AI Summary • Published on Mar 12, 2026
The proliferation of Artificial Intelligence Generated Content (AIGC) has made image manipulation increasingly accessible, posing significant challenges for image forgery detection and localization (IFDL). Current approaches using Vision-Language Models (VLMs) often suffer from inherent biases, as these models are typically pretrained on data that emphasizes semantic plausibility rather than authenticity. This bias can lead to negative impacts on IFDL performance and hinder the interpretability of results. The main challenges for IFDL include the joint utilization of high-level semantics and low-level artifacts, achieving generalization across various forgery types, and ensuring the explainability and trustworthiness of detection and localization outcomes. Existing VLM-based methods, like SIDA and FakeShield, integrate components such as CLIP, LLMs, and SAM, but their pretraining does not inherently equip them with forgery-specific concepts, making their direct application problematic due to their insensitivity to subtle visual inconsistencies.

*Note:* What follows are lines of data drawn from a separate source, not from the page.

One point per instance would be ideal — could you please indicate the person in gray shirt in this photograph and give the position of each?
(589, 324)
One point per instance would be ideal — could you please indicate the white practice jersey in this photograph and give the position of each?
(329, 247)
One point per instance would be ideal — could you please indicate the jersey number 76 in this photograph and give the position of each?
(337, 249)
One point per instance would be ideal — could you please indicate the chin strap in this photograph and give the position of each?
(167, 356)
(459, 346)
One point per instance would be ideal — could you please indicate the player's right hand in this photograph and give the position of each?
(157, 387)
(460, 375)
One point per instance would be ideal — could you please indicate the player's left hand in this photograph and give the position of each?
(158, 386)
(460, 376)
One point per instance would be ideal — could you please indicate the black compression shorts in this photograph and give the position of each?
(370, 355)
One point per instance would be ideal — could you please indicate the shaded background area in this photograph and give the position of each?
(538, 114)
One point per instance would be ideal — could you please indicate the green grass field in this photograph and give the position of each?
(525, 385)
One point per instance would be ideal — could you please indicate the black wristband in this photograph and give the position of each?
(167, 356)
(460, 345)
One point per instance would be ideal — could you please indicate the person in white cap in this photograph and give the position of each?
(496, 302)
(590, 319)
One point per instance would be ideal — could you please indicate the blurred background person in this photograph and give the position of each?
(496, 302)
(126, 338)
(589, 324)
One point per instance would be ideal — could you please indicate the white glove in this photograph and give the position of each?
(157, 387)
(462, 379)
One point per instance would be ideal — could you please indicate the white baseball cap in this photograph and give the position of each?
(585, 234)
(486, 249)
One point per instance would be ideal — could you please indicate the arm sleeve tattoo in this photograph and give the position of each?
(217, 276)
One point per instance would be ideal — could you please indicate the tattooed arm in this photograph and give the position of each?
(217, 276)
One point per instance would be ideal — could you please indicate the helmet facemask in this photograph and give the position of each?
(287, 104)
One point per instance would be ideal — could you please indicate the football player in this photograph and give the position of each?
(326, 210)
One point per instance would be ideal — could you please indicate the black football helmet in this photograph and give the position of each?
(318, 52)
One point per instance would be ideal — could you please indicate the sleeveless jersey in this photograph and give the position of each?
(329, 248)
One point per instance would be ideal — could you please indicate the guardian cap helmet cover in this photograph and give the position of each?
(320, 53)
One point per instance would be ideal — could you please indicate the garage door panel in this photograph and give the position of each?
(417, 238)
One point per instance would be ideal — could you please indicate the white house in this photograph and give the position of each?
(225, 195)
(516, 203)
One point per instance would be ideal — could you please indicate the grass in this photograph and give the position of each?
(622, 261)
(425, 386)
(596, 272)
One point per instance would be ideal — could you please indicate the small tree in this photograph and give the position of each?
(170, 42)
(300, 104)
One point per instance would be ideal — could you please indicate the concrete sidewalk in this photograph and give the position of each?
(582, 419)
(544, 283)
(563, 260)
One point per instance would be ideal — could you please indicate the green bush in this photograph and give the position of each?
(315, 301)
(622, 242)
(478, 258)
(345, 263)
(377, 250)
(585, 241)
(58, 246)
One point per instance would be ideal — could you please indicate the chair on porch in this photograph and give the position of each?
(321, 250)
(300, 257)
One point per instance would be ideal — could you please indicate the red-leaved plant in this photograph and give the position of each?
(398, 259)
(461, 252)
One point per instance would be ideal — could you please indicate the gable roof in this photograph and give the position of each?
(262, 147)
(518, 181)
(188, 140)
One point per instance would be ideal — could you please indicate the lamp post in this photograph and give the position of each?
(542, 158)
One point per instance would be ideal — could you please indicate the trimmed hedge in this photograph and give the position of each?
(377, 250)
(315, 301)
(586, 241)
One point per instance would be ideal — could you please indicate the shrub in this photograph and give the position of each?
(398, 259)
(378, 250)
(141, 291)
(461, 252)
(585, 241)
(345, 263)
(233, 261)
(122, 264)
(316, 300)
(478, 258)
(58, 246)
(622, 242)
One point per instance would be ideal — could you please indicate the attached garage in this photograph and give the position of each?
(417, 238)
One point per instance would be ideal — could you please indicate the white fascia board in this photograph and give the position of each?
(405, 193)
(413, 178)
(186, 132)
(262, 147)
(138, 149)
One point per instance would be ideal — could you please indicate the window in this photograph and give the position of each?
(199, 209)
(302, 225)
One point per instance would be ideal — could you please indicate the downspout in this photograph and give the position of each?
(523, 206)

To address the limitations of existing VLM-based IFDL methods, the authors propose IFDL-VLM, a novel two-stage framework that decouples detection and localization from language explanation generation. In Stage 1, a Vision Transformer (ViT) encoder is jointly trained with SAM to perform image forgery detection and localization. This stage focuses on learning forgery-specific cues, where a global CLS token is used for classification and a SEG token guides SAM to generate precise localization masks. Unlike prior work, this stage develops an expert ViT model tailored for IFDL, mitigating the VLM’s biases. In Stage 2, the derived detection and localization results from Stage 1, particularly the localization masks, are used as auxiliary inputs to fine-tune the VLM. These masks explicitly encode forgery-related concepts, which eases the VLM’s optimization process for generating language explanations and significantly enhances interpretability. This region-aware visual feature enhancement strategy enriches the VLM’s visual tokens with low-level cues from forged regions, thereby improving the distinction between authentic and manipulated image representations.

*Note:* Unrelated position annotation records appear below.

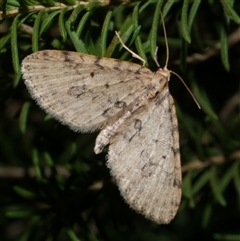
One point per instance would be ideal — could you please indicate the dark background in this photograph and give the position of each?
(53, 186)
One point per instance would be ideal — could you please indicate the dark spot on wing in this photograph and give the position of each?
(175, 150)
(97, 60)
(66, 56)
(138, 71)
(120, 104)
(177, 183)
(77, 91)
(138, 124)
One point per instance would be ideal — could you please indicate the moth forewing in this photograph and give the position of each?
(135, 111)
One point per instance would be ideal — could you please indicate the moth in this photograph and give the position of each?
(134, 111)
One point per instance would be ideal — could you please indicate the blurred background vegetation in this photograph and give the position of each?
(53, 186)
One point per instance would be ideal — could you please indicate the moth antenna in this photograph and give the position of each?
(166, 42)
(167, 58)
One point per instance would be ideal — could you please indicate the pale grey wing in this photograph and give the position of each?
(144, 159)
(82, 91)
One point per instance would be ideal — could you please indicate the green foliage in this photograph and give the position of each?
(53, 187)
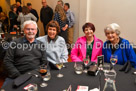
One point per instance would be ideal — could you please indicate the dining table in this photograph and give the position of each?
(123, 82)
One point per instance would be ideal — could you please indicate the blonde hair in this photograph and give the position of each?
(59, 9)
(113, 27)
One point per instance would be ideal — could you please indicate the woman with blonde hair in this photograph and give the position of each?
(61, 18)
(25, 15)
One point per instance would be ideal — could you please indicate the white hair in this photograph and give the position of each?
(29, 22)
(113, 27)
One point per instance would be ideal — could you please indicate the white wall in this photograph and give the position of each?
(104, 12)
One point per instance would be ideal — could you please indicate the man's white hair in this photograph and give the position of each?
(29, 22)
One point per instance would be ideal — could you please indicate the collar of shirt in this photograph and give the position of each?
(26, 41)
(49, 39)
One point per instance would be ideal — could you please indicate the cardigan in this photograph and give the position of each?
(78, 52)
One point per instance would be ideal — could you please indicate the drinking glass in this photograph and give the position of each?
(113, 60)
(86, 61)
(34, 87)
(110, 81)
(78, 68)
(43, 72)
(60, 65)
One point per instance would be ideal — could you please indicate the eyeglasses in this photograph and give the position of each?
(28, 29)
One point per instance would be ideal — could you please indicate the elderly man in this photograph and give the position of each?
(24, 54)
(46, 14)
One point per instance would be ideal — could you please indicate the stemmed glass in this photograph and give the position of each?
(17, 30)
(43, 72)
(86, 61)
(60, 66)
(113, 60)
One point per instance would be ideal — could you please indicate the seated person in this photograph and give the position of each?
(87, 45)
(24, 54)
(55, 45)
(118, 46)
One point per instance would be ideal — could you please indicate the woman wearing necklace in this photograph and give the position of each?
(55, 45)
(88, 45)
(117, 46)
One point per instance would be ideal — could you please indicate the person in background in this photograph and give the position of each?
(19, 8)
(61, 18)
(33, 11)
(20, 60)
(0, 9)
(88, 45)
(118, 46)
(55, 45)
(13, 18)
(46, 14)
(25, 15)
(71, 20)
(60, 2)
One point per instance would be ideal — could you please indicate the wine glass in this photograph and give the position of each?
(113, 60)
(86, 61)
(106, 67)
(43, 72)
(60, 65)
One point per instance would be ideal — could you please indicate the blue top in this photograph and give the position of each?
(124, 51)
(58, 19)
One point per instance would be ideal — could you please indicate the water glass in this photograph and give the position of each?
(33, 87)
(111, 75)
(78, 68)
(106, 67)
(47, 76)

The IFDL-VLM framework was extensively evaluated on 9 popular benchmarks, demonstrating new state-of-the-art performance across detection, localization, and interpretability. For detection, the method achieved an impressive 99.7% accuracy and 99.8% F1 score on the SID-Set. In terms of localization, IFDL-VLM obtained 0.65 IoU on the SID-Set, representing a substantial 21% absolute improvement over SIDA, and an average IoU of 0.47 across 8 diverse datasets, outperforming FakeShield by 13%. The interpretability of IFDL-VLM was also significantly higher, achieving an overall GPT-5 score of 2.44, a 0.77 improvement over SIDA. A user study further corroborated these findings, with 65.2% of human evaluators preferring IFDL-VLM's explanations over SIDA-13B's. Additionally, the model demonstrated superior performance in Cosine Semantic Similarity (CSS) evaluations, with a weighted CSS score of 0.62, an 8.8% increase compared to SIDA-13B, and consistently outperformed baselines on traditional natural language generation metrics like BLEU-1, ROUGE-L, METEOR, and CIDEr.

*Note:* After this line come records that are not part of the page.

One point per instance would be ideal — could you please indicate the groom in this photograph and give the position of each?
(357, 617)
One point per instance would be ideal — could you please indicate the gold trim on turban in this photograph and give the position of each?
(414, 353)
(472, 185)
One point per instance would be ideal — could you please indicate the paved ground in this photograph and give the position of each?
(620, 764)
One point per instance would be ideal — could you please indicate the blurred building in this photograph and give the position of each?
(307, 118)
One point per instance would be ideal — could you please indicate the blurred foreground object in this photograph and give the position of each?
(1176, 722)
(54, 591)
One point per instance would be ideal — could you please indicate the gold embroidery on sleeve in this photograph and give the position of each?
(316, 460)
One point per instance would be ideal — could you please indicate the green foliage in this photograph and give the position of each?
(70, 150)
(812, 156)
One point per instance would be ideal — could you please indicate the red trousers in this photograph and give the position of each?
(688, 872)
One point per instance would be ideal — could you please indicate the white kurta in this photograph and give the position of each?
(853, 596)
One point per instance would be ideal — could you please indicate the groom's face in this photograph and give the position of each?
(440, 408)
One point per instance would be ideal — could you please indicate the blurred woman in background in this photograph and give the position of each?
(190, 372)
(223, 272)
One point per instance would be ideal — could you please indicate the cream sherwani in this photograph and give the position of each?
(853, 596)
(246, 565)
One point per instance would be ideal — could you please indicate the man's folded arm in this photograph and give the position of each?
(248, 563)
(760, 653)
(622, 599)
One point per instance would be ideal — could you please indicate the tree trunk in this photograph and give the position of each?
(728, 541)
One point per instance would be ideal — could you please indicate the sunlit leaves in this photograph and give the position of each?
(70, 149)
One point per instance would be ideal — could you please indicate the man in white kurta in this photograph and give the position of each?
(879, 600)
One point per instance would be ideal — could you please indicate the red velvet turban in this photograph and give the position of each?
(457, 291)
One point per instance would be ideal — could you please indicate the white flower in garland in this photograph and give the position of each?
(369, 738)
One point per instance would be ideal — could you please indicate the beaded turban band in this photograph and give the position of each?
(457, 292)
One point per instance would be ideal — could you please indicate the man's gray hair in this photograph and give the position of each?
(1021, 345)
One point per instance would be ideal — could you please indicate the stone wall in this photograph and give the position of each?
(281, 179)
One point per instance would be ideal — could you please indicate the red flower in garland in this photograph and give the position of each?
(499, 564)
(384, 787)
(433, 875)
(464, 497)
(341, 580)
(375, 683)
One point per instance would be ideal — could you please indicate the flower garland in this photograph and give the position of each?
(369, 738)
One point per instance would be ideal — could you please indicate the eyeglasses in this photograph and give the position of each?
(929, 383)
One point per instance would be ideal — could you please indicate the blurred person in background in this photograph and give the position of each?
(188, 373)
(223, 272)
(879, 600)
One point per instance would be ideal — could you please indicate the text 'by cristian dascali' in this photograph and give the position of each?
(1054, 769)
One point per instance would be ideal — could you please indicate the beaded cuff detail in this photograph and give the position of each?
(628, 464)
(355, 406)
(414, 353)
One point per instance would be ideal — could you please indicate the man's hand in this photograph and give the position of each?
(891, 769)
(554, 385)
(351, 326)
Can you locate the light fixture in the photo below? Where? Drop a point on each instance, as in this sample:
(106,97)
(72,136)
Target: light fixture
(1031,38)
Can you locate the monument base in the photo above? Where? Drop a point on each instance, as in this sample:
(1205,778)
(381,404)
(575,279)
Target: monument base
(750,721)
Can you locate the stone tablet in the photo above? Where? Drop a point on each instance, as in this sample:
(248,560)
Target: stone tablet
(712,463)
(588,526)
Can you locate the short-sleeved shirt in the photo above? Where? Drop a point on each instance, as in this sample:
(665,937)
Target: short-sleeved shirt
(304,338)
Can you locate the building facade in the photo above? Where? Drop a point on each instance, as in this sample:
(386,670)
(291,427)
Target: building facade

This research provides crucial insights into effectively leveraging Vision-Language Models for image forgery detection and localization by systematically addressing their inherent biases towards semantic plausibility. The proposed IFDL-VLM framework highlights the importance of decoupling the core detection and localization tasks from the generation of VLM-based language explanations. By explicitly incorporating forgery-related concepts through localization masks, the framework significantly enhances VLM optimization and interpretability. The achieved state-of-the-art performance in detection, localization, and interpretability, coupled with strong generalization capabilities across diverse datasets, positions IFDL-VLM as a robust and advanced solution for combating image manipulation in the era of AIGC. Furthermore, the Stage-2 LLM acts as a secondary verification mechanism, demonstrating robustness to imprecise localization masks and mitigating the risk of hallucinated explanations, thereby increasing the trustworthiness of the generated analyses.